Contractors were hired to put on a new roof, install heating and air and also complete the plumbing for a kitchen, an upstairs bathroom and a downstairs bathroom, laundry and mechanical-room area.
“That’s it,” Mike said. “We’ve done everything else-the finish work-and I did the wiring.”
With the help of family members, Coleen patiently scraped the exterior 21/4-inch siding before she and Mike painted it.
“We saved all the original siding except for $100 worth of boards,” Mike said.
One of the cloak rooms is now an upstairs full bathroom connected to the entry. The north classroom serves as a kitchen that opens into the dining room. The pull-down door still functions and leads into the second classroom, now transformed into a large living room-26 feet long by 14 feet wide-with a French door opening into the back yard.
Beside the living room, Mike created a small room for a future office and sleeping loft for family and guests.
A stairway off the entry leads to a master bedroom, guest bedroom, Shane’s bedroom and the full bath with laundry facilities.

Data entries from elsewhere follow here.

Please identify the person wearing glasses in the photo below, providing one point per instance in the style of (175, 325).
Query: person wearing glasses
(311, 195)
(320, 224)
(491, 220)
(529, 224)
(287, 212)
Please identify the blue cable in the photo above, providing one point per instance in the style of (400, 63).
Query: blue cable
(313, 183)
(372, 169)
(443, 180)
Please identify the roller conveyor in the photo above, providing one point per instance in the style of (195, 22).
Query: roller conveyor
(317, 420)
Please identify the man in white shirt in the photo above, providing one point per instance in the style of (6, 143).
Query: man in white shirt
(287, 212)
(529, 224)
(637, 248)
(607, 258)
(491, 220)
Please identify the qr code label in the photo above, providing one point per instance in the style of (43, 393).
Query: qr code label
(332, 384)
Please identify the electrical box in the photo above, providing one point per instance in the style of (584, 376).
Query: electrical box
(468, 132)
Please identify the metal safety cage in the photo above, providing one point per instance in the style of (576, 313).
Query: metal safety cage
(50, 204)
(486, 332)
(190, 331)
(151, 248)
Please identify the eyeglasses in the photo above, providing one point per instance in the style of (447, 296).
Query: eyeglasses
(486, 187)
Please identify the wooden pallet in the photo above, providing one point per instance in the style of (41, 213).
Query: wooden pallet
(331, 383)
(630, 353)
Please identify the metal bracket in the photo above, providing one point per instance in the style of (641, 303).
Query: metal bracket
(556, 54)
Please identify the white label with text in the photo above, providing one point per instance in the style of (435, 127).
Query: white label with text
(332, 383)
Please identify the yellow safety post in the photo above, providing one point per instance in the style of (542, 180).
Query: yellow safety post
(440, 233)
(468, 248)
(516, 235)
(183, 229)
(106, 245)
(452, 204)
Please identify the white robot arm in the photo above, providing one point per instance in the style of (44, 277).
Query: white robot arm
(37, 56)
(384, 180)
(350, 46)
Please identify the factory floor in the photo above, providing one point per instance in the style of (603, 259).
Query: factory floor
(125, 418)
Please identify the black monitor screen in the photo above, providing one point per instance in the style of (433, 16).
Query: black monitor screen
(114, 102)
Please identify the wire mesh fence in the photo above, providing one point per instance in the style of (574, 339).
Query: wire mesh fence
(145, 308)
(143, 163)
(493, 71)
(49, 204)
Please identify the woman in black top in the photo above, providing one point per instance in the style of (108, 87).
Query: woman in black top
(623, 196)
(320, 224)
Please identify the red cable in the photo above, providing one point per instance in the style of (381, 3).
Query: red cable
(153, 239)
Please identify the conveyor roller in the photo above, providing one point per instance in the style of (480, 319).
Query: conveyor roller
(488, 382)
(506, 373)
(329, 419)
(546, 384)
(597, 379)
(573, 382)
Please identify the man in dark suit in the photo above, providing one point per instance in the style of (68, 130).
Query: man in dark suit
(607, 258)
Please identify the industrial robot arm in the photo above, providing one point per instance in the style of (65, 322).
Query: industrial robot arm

“We have big bedrooms and monster closets,” Mike said. “In our old post-Victorian house we had in Lindsborg, we didn’t have large closets. And Coleen said, “If we’re going to do this, I want large closets.'”
A two-car garage, costing about $10,000, was added on the east edge of the double lot. “Not including the garage, we’ve put less than $80,000 in it,” Mike said. “So where are you going to find a 3,000-square-foot house for that?”
Although money was a factor, the couple said they were attracted to the large, open rooms, the old wood moldings and the 12-foot ceilings.
There is no insulation in the exterior walls, but the house is energy efficient.
“It’s been really surprising to us,” Coleen said. The only insulation is on the floor of the attic.
“It’s built well,” Mike said. “And we have high-efficiency heating and air.”
Almost eight years later, their renovation is nearly completed.
They plan to refinish the original yellow-pine flooring, install molding in certain areas, complete the office/loft area, glass in a shelving display in the entry and add two support pillars to the front porch.
A former art teacher, Mike is in the process of completing a mural of a 1930s Kansas landscape on the walls of the entry.
The exterior is painted and landscaping is in place, with islands of wildflowers blooming on the lawn.
“We like natural,” Mike said. “Everybody thinks that’s stone around the flower beds, but it’s just concrete turned upside down. I call it poor-boy stone,” he said.
Asked if they would work on their extreme home all over again, if given the chance to back out, the couple said it was worth it.
“It’s a very comfortable house, and it’s wide open,” Coleen said. “It’s just us. I really love this house.”